ToC path:

Introduction to eXtremeDB Cluster

eXtremeDB Cluster is a distributed database implementation. Instances of applications can run on different nodes in a network, and all database modifications will be automatically replicated between all instances. For example, the following diagram illustrates a 5-node cluster.

All nodes in a cluster hold the same copy of the database. All nodes in a cluster are equal, i.e. eXtremeDB Cluster has no dedicated master or replica nodes (as with eXtremeDB High Availability). Each node can perform READ_WRITE and READ_ONLY operations. READ_ONLY transactions are local, i.e. they don't require network operations, and run as fast as with a standalone database.

Theory of operation

To update a database, a two-phase commit protocol is used. All operations are local, no network communications are involved, until the transaction is committed. The update scenario is as follows:

1. The thread running on the cluster node (called the initiator) performs a call to the C/C++ function mco_trans_commit(), or the Java/C# ClusterConnection.CommitTransaction() method, for a READ_WRITE transaction.

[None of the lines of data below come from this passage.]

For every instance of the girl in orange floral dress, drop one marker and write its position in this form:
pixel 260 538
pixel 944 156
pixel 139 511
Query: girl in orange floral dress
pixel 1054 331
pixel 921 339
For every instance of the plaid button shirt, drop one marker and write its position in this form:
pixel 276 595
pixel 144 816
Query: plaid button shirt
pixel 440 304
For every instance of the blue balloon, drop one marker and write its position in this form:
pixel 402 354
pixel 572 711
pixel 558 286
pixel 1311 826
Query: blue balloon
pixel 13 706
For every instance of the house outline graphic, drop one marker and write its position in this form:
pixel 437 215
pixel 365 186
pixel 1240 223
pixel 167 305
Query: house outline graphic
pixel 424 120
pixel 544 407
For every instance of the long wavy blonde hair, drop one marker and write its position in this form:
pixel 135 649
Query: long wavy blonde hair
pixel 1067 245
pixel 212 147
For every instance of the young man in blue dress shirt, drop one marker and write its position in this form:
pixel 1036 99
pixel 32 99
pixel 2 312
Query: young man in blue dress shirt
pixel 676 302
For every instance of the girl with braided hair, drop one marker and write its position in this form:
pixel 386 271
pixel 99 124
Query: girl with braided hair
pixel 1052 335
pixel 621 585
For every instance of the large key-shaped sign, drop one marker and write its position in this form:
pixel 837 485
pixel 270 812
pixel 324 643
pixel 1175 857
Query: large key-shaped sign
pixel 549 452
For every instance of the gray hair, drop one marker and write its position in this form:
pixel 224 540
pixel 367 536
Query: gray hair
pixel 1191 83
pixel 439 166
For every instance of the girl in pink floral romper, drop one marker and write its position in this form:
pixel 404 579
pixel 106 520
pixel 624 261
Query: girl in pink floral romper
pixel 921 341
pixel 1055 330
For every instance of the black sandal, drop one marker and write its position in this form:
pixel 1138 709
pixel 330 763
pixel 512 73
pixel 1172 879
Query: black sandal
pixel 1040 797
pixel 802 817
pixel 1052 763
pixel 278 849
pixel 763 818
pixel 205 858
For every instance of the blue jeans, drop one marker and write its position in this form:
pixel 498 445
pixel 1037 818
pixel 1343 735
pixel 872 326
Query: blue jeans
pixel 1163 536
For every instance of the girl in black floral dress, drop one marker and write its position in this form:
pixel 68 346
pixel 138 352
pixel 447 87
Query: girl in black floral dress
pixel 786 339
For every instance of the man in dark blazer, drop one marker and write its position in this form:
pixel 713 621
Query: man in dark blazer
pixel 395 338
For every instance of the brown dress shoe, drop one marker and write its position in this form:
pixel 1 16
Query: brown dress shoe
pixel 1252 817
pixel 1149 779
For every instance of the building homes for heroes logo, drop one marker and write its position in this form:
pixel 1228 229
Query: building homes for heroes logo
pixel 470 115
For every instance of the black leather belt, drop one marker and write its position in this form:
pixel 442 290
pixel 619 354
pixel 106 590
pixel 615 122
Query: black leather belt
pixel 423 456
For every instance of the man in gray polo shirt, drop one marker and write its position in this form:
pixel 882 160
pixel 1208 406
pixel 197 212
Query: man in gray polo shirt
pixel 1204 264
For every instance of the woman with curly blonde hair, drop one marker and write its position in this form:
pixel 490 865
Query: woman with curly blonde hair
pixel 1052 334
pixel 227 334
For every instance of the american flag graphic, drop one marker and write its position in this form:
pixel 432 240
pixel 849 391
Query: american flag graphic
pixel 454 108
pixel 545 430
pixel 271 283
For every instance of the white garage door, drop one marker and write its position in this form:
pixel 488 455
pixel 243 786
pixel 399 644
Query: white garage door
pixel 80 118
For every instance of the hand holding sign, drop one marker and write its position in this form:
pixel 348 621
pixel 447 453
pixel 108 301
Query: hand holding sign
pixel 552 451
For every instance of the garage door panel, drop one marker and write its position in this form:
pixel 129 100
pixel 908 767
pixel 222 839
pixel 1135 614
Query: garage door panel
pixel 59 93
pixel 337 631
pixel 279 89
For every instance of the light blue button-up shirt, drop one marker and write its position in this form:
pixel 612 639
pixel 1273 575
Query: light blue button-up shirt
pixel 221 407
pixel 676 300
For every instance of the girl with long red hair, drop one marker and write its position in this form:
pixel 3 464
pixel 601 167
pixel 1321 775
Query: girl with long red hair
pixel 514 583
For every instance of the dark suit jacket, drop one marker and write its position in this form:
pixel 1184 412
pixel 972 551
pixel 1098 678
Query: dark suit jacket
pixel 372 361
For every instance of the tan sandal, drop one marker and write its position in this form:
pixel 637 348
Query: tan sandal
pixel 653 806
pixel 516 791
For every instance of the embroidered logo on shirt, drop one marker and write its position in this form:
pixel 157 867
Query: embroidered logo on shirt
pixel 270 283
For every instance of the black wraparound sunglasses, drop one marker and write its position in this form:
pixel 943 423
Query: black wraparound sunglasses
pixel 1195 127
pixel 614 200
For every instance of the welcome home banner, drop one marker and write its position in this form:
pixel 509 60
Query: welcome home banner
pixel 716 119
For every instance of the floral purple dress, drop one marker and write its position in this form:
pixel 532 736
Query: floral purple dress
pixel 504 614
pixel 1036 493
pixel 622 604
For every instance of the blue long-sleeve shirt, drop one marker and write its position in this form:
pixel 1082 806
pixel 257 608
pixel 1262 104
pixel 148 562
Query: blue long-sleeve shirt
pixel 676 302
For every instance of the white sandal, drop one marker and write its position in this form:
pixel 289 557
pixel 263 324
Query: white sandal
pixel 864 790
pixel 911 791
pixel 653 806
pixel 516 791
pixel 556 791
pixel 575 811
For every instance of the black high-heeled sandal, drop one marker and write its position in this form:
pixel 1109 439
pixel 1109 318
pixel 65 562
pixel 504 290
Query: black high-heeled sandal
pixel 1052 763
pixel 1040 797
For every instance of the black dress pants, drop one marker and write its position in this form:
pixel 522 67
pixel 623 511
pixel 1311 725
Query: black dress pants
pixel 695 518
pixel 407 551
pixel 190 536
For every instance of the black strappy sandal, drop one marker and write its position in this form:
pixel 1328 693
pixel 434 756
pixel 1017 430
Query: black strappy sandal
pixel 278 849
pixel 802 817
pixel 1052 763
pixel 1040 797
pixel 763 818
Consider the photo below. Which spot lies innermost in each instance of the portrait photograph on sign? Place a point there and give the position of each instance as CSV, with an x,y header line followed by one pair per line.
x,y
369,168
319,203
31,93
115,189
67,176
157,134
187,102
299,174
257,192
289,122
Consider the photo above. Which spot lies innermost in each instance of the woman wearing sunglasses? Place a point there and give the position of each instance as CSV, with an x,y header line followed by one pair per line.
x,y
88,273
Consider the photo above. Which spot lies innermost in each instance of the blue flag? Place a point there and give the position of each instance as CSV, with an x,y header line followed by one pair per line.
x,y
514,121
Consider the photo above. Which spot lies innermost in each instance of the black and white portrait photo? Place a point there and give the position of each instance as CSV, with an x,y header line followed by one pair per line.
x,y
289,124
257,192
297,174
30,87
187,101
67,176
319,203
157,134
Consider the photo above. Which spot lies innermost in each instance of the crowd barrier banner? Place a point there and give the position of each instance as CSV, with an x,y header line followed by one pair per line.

2. Internally the eXtremeDB Cluster implementation of the transaction commit invokes commit_phase1() for the initiator database copy. If commit_phase1() fails, the transaction is aborted and rolled back locally. (No network communication happens.)

3. If the commit_phase1() succeeds, the transaction is serialized and sent to all other nodes (called participants) in the Cluster.

4. Each participant opens a transaction, applies the serialized data from the initiator and performs commit_phase1().

5. The results of these operations (SUCCESS or FAIL) are sent back to the initiator.

6. The initiator gathers replies from all participants and decides how to complete the global transaction:

If all participants report SUCCESS, the initiator completes the local transaction with commit_phase2() and sends CONFIRM messages to participants.

If at least one participants replied with FAIL, the initiator rolls back the transaction and sends REJECT messages to the participants.

Depending on the type of message (CONFIRM or REJECT), participants perform commit_phase2() or rollback() to complete the transaction.

Accordingly, database changes are either applied to all nodes, or rolled back. Since pessimistic locking is extremely expensive and subject to unpredictable failure-points when implemented in a network environment, eXtremeDB Cluster employs only the MVCC transaction manager.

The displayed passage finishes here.